In my opinion, higher valuation, easier access to exit/debt capital, and more parties willing to fight over providing fresh capital to debtors via right-offerings has been the real driver of returns in distressed land over the past 12-18 months. Yes, some companies have seen dramatic improvements in operating performance, but to me the real driver to this rally (which has disproportionately helped junior creditors and equity holders) has been the multiple expansion (valuation in the bankruptcy court still relies on comp analysis) and the capital markets being awash with liquidity.
3 comments:
Hunter (and readers), looking at this specific case and given that the valuation multiple was the key reason why you missed the more attractive OpCo investment, why do you feel (or at least back then) it's appropriate to value a company using comparable multiples at that point in time rather than over a period of time (i.e. spread 5-10years thru an economic/credit cycle) and a combo of public trading levels and M&A transactions?
Taking the Six-Flags example, you took an arguably depressed current multiple and then cut it further in your analysis. I understand the desire to be conservative, particularly in uncertain times like early ‘09, but isn’t that overly so? And to your point, granted the absolute IRR on the bank debt was great, but not so much relatively speaking, which is because everything was so cheap (i.e. multiples at that time were trough levels on trough EBITDA).
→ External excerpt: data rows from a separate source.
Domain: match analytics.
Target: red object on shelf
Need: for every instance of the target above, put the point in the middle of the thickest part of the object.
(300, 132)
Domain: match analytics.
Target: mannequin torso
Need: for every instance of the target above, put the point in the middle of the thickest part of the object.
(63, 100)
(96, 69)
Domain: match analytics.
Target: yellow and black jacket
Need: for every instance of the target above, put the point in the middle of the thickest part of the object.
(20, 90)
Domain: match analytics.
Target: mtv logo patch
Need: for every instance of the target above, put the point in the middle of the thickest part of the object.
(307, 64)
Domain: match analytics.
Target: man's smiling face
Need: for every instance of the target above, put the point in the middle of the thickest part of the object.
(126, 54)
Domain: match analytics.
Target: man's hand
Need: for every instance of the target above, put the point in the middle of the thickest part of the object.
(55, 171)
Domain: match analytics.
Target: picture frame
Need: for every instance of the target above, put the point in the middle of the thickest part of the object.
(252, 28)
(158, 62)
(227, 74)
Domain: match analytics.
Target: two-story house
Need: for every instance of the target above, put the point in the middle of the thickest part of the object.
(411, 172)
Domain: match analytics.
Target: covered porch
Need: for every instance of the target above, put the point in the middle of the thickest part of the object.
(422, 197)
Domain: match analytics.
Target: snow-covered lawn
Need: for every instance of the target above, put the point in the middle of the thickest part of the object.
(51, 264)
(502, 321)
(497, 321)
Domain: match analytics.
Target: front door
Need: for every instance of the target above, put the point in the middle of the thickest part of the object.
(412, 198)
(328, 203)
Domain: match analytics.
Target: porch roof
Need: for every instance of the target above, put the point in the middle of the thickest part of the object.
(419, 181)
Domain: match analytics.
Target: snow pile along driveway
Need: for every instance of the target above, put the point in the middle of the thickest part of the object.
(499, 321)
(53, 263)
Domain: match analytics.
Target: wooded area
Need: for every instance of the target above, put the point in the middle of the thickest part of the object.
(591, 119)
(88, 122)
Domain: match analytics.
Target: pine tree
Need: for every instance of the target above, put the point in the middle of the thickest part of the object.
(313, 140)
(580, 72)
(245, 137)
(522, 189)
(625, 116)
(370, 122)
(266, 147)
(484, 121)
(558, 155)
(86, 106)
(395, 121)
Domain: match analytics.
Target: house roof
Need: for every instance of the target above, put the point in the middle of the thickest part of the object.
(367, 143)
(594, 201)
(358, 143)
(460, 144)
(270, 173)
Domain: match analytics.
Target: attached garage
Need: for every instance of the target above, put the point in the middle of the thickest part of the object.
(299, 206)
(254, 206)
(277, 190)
I see this done all the time, and I’m not sure I agree with it. Admittedly, you have to use some personal judgment since history is not always the best guide (i.e. during irrational tops, but also bottoms like in Fall ’08 thru Spring ’09) and structural changes in the business can change valuation up/down over time.
I guess the only time I could argue for using current multiples is if you see a potential bankruptcy/restructuring in the near-horizon and believe the determinant of recovery values will be pitched on prevailing multiples at the time?
why the equity is going through the roof? there is nothing for them?
Would be interesting to use Six Flags as a case study to explain how rights offerings work. I.e. what would an investor buying junior bonds at 35c make if they exercised their rights and the enterprise value goes to $2.2 billion (for ex). Thanks!